А может, и пришлось бы, – добавил учитель и резко ткнул культей. – Ты!
Я вскочил.
– Не слушаешь – стало быть, знаешь. Так, может, объяснишь классу насчет стоимости? Это относительное или абсолютное понятие?
Вообще-то, я слушал. Просто не видел причин, почему нельзя этим заниматься с закрытыми глазами и расслабленным позвоночником. Но мистер Дюбуа меня подловил: я не выполнил домашнее задание.

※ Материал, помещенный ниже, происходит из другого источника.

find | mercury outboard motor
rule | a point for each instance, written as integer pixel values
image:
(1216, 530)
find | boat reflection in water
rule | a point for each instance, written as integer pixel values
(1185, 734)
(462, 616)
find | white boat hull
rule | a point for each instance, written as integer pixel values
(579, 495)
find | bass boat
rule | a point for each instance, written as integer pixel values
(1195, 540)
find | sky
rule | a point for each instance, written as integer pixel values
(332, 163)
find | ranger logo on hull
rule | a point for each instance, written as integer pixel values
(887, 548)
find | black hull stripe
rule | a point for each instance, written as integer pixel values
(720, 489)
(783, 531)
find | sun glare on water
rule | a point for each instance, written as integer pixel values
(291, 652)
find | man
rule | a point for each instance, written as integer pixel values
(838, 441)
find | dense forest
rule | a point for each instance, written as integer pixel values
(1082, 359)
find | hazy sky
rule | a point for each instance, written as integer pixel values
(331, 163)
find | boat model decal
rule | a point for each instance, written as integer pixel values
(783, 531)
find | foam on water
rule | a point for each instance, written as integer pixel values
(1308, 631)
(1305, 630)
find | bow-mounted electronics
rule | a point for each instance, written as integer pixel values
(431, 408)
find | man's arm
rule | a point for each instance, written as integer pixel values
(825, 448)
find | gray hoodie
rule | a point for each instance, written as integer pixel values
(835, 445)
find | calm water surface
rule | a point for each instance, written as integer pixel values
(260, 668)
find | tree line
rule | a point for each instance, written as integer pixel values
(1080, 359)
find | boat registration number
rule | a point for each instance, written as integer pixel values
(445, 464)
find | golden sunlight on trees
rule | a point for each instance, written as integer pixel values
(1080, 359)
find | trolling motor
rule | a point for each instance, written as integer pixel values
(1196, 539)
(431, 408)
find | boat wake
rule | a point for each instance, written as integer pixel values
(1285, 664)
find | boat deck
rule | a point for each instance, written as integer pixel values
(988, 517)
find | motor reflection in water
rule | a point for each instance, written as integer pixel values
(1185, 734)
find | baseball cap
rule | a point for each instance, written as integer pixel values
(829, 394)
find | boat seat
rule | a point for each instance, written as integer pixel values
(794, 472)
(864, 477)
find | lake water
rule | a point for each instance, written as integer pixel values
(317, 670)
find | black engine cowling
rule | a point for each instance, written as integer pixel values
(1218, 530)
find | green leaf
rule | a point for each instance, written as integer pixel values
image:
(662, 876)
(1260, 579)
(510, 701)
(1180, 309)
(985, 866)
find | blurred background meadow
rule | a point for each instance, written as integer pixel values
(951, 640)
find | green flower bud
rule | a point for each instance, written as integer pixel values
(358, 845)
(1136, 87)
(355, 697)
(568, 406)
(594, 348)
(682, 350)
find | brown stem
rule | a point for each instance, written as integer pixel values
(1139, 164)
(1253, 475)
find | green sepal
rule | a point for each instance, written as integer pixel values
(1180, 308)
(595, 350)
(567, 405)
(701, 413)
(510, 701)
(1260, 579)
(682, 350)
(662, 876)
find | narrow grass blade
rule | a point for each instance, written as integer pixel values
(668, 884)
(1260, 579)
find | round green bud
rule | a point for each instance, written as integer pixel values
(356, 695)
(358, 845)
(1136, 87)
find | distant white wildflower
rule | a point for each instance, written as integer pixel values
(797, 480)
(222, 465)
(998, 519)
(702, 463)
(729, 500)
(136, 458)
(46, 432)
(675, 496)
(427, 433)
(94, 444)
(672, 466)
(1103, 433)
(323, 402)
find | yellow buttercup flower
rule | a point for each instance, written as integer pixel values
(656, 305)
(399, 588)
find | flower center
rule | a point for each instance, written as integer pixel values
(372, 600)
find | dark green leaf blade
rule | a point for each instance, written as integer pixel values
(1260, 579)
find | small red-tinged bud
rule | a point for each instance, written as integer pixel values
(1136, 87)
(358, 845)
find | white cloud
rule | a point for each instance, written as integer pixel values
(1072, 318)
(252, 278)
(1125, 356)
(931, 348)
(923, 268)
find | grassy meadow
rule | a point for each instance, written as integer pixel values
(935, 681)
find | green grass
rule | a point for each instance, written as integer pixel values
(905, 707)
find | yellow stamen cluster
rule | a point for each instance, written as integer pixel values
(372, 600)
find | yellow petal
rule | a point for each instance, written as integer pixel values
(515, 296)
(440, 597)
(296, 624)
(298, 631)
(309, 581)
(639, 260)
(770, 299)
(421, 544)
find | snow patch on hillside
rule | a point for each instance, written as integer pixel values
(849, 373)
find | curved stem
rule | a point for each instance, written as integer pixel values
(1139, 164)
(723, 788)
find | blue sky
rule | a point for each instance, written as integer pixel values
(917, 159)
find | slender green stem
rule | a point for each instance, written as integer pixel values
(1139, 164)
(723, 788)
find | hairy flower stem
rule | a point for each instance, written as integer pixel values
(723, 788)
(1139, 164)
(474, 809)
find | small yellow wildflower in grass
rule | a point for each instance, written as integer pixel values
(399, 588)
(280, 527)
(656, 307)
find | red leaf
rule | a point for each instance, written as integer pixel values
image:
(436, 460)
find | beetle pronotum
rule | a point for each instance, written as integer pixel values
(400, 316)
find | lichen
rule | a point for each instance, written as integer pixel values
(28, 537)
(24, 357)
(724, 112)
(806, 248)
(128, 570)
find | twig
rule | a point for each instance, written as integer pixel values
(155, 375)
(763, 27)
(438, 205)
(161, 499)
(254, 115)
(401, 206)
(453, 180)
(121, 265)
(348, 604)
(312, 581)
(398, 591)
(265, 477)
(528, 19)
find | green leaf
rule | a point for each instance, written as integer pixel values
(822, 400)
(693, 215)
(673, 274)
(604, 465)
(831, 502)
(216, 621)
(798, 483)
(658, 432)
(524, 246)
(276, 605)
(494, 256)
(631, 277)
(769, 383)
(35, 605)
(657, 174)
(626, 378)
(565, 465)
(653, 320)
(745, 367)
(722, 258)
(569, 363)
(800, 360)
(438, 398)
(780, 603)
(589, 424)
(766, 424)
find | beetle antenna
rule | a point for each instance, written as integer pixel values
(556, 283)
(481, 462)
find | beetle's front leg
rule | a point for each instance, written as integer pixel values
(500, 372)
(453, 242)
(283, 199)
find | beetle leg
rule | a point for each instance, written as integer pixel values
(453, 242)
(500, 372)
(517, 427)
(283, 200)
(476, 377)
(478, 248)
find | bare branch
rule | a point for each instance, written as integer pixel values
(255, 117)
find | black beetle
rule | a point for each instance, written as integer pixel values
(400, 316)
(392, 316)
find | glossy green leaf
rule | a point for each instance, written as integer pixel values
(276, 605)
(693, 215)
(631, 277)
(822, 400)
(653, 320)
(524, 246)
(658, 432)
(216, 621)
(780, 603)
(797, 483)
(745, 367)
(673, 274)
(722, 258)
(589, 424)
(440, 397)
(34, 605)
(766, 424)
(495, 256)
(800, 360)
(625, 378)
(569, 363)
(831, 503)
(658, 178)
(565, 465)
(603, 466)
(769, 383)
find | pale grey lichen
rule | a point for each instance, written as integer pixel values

– Абсолютное, – ответил я наугад.
– Неправильно, – холодно произнес учитель. – Стоимость может существовать исключительно в нашем представлении. Какую вещь ни возьми, она будет иметь определенную стоимость только для конкретного человека, это сугубо личностное явление, у разных людей – разные оценки. «Рыночная стоимость» – фикция, не более чем плод грубого гадания, усреднения индивидуальных оценок, каковые должны быть совершенно разными, иначе торговля станет невозможной.
Как бы отреагировал папа, услышь он, что рыночная стоимость – фикция? Наверное, фыркнул бы с отвращением.
– Так вот, это сугубо личностное явление, стоимость, вызывает у человеческого существа двоякий интерес. Первое: что может сделать человек с вещью, какова ее польза для него? И второе: что нужно предпринять, чтобы завладеть ею, какую заплатить цену? Одна старинная песня утверждает: самое лучшее в жизни достается бесплатно.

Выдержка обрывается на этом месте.